Begitulah kira kira yang ia ucapkan
di depan murid murid kelas tiga di mesjid, di rumah Tuhan, disaksikan para
setan, jin, dan iblis dicatat oleh para malaikat. Tapi kini, apakah semua itu
tinggallah obiter dictum semata, yang
telah di lupakannya begitu saja hingga secara tidak sadar ia telah “menjilat”
ludahnya sendiri. Itu berarti ia tidak lebih dari penjilat donk?

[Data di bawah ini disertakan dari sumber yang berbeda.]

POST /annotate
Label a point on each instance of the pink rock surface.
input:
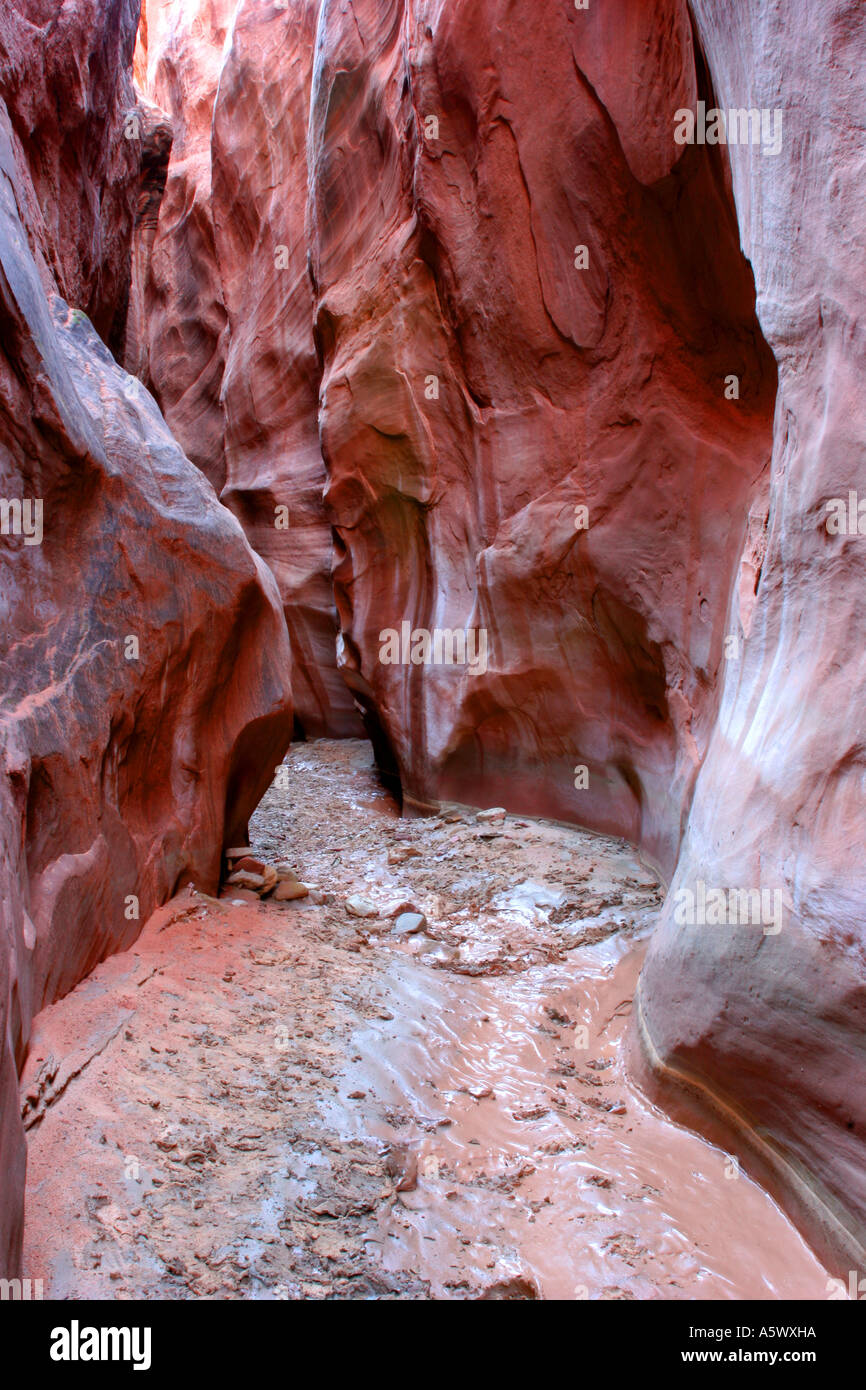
(762, 1029)
(446, 205)
(145, 659)
(224, 317)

Saya sungguh teramat sangat sangat
kecewa sekali dengan apa yang telah terjadi di sekolah. Ketika di sekolah yang
telah hampir tiga tahun aku menuntut ilmu di sana, mulai kurasakan ada wind of change, ada sesuatu yang baru
ketika berada di bawah kepemimpinan anda, tapi semua itu tercoreng di mata saya,
semua itu tidak ada artinya. Mungkin sekolah yang anda pimpin telah menjadi
sekolah dengan siswa terbanyak di kabupaten Blora melebihi SMKN 1 Blora, tapi
camkan kata kata Napoleon Bonaparte ini: “Kejayaan
dan kehancuran jaraknya hanya sejengkal”, jadi mungkin apa yang telah
dibangun selama belasan tahun usia SMK Muhammadiyah 1 Blora, tetapi hanya
membutuhkan waktu 5 menit untuk menghancurkannya, ingat berapa jarak yang telah
ditempuh untuk mencapai semua ini?
Memang tidak semua memperoleh amplop
tersebut, tapi biar bagaimanapun keadaannya, amplop itu tetaplah ada sebagai
“kampanye terselubung” yang bisa menjadi barang bukti. Bapak kepala sekolah
hendaknya lebih mengawasi anak buahnya, memang kita tidak bias mengawasi 100%,
di sinilah pendidikan SDM memegang peranan penting, jangan hanya sarana dan
prasarana saja yang di tumbuh kembangkan. Saya harap bapak dapat menghukum
oknum tersebut tanpa terkecuali. Sudah semestinya pemimpin yang baik tidak
memiliki alasan atas kesalahan apa yang telah dibuatnya. Camkan itu.